Frequent visitors to the country house occupied by Blanche and his wife since 1902 at Offranville during the summer season, the Meuriot children are probably depicted in the Offranville bathroom. ‘I am only a portraitist who relates what he sees’ (Propos de peintre II), the artist claimed. Eulogist of bourgeois life, Blanche captures an intimate moment in the daily life of two young children of the privileged classes. The accumulation of toiletries on the dressing table, the presence of the bathtub, which appeared in the homes of the wealthy at the turn of the century, and the presence of the maid all attest to the comfortable circumstances of the artist and his models. A descendant of two of the greatest alienists of the nineteenth century, both adherents of Pasteur’s theory of germs, it is scarcely surprising that Blanche dwells on a scene illustrating the historical progress in personal hygiene.

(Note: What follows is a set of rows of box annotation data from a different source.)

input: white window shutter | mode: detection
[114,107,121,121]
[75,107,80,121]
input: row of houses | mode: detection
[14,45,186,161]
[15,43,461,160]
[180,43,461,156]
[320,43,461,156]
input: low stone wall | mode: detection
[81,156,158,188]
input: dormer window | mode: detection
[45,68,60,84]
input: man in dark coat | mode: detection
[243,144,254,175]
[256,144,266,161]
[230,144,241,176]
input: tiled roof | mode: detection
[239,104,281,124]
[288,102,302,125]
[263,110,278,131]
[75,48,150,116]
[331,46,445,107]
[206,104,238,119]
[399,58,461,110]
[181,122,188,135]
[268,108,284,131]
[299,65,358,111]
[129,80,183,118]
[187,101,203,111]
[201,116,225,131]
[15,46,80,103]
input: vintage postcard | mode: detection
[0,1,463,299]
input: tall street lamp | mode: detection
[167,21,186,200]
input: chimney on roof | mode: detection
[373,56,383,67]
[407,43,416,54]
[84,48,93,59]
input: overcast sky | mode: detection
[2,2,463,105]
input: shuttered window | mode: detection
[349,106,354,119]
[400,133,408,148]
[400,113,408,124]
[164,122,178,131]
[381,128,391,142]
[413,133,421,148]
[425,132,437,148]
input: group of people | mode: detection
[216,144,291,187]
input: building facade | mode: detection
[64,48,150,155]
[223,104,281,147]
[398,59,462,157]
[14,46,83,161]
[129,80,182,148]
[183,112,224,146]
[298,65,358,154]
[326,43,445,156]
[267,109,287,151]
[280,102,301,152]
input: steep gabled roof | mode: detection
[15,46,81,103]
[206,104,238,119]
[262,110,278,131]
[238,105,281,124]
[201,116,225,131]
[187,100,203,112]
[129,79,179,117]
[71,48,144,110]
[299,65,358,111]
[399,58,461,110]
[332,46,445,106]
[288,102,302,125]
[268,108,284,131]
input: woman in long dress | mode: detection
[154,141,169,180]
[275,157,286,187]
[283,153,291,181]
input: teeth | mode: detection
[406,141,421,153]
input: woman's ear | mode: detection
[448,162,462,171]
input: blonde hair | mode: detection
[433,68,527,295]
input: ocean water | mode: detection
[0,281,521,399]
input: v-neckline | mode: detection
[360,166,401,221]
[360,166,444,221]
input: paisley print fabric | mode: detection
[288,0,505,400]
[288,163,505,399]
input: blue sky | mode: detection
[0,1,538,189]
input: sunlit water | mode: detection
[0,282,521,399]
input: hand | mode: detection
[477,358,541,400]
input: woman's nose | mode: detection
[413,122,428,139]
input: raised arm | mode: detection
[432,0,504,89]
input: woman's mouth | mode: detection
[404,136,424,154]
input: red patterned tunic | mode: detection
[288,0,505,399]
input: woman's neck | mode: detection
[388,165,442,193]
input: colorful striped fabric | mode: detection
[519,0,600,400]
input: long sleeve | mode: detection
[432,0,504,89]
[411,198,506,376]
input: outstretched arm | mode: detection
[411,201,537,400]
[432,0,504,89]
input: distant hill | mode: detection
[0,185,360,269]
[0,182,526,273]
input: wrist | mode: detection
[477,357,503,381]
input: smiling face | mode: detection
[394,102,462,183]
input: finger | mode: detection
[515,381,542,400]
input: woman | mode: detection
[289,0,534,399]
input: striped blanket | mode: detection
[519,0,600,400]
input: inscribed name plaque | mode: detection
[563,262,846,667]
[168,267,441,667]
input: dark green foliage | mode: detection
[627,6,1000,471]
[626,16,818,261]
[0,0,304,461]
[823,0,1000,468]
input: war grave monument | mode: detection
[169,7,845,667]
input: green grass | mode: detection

The palette of velvety yellows, greens and blues, the quiet atmosphere of the room and the liveliness of the painter’s touch all place the work at the edge of the influence of photography. The speed of execution, bordering on a sketch, and the unusual framing support this idea. The hypothesis that the painting might have been made after photographs must not be discarded in view of the large private collection of negatives of the two children at Offranville. The decorative simplicity of this detailed account of bourgeois life evokes the artist’s education, sustained by the painting of Degas, Renoir and Manet, and especially by that of the English school. Excelling particularly in portraiture, Blanche demonstrates yet again his mastery of physiognomy and his observational gifts. His ode to childish joy is tinged by all the psychological flavour of the penetrating gaze of young Georges in majesty in the foreground. Much more than a portrait throwing light upon the bonds of friendship between two families, the painting plunges us into the interiority of a youth whose insouciance, perpetuated by the shimmering setting, seems to be called into question by a single glance.

We are grateful to Jane Roberts who has kindly authenticated this work. The painting will be included in the catalogue raisonné currently in preparation, under no. 1443.